DEHR prend donc une hypothèse de travail (l’augmentation de son propre corps par la technique) et la pousse à son paroxysme. Comme toute oeuvre de science-fiction, il faut ajouter qu’il s’agit bel et bien de fiction, un état extrême, bien plus lointain que ceux auxquels nous sommes confrontés. Pourtant, cette fiction peut nous aider à étudier le « quantified self » grâce à cette question : Quel est l’influence de la technique sur l’homme ?
On peut considérer que la technique a une bonne influence. Quantifier ses performances permet de mieux les appréhender, de savoir exactement sur quel point travailler. On enlève l’incertitude et on constate exactement la progression en cours. En partageant ces résultats, on crée une émulation entre les participants, qui vont, chacun à leur tour, vouloir battre les records. Le quantified self permet d’en apprendre plus sur soi-même, pour pouvoir réagir à une situation critique (avec des capteurs comme Asthmapolis, par exemple).

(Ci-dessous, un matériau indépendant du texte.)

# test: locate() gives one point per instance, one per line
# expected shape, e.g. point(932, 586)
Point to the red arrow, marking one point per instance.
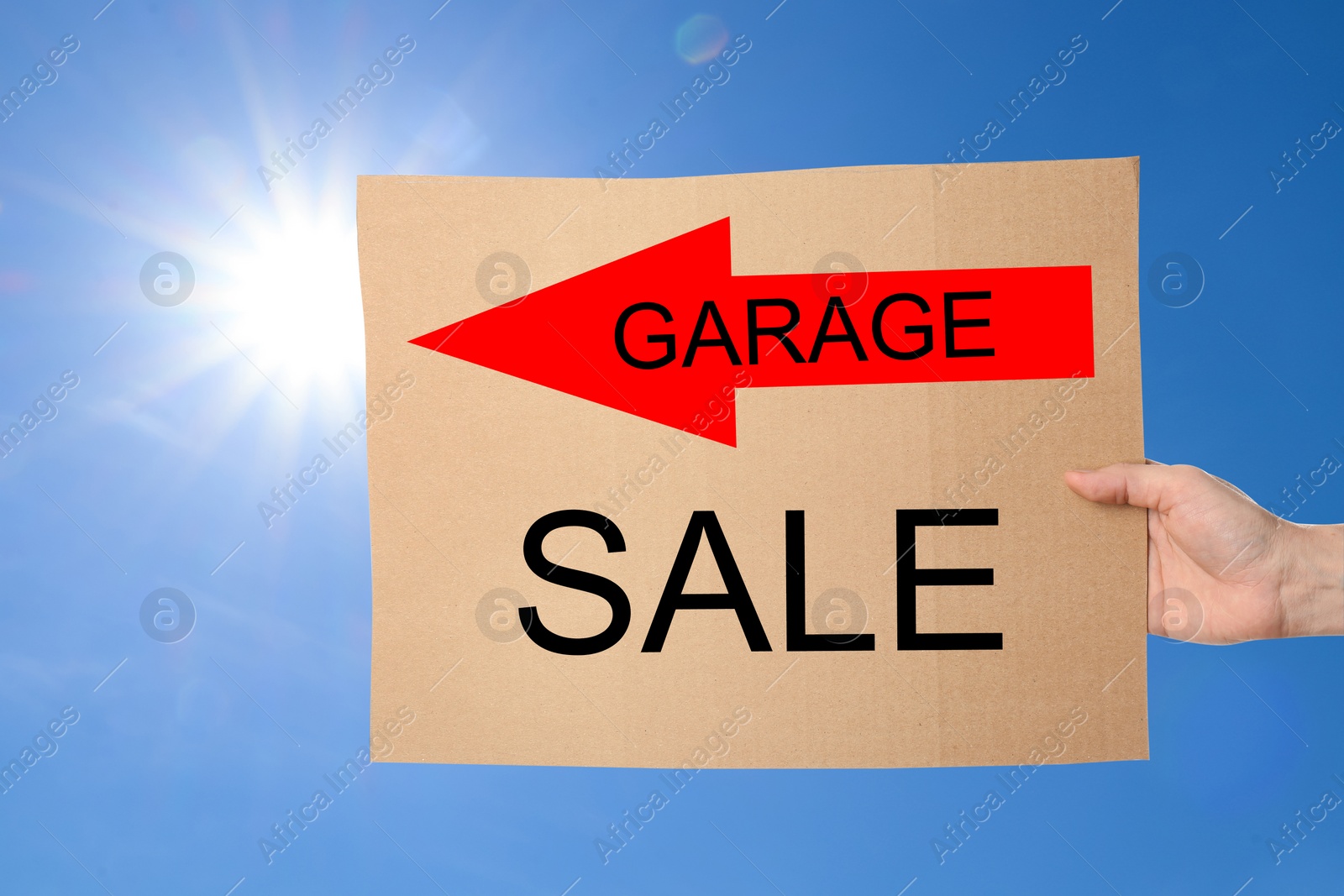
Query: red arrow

On peut considérer aussi que la technique dévoie l’acte. Un problème vient précisément de ce qui n’est pas compté : Runkeeper compte vos pas, mais compte-t-il le plaisir que vous avez à marcher ? À partir de quand commence-t-on à marcher pour satisfaire cette application qui insiste pour que vous bougiez, plutôt que pour soi ? Est-il possible de faire un bon repas quand une balance vous le déconseille, et quand la Hapiforks vous dit comment le manger ?

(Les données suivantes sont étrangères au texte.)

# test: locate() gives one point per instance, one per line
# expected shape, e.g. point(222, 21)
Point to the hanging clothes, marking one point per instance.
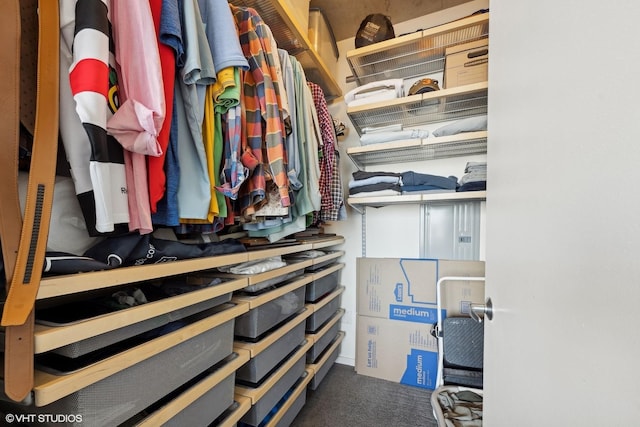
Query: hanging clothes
point(137, 123)
point(155, 170)
point(262, 119)
point(194, 187)
point(309, 198)
point(88, 80)
point(166, 208)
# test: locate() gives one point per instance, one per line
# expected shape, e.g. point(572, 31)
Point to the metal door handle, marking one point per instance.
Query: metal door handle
point(479, 311)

Prises indépendamment, ces technologies sont anodines et ont des atouts indéniables. Ensembles, elles risquent de former un carcan qui enferme l’utilisateur dans une routine de tâches paramétrées, et en faire une sorte de robot. La question est ouverte, comme à la fin du jeu, le choix nous est offert. La solution est sans doute de faire preuve de retenue et de raison dans nos usages, ne pas oublier que l’outil sert l’homme, et non l’inverse. Reste à savoir si nous en sommes capables.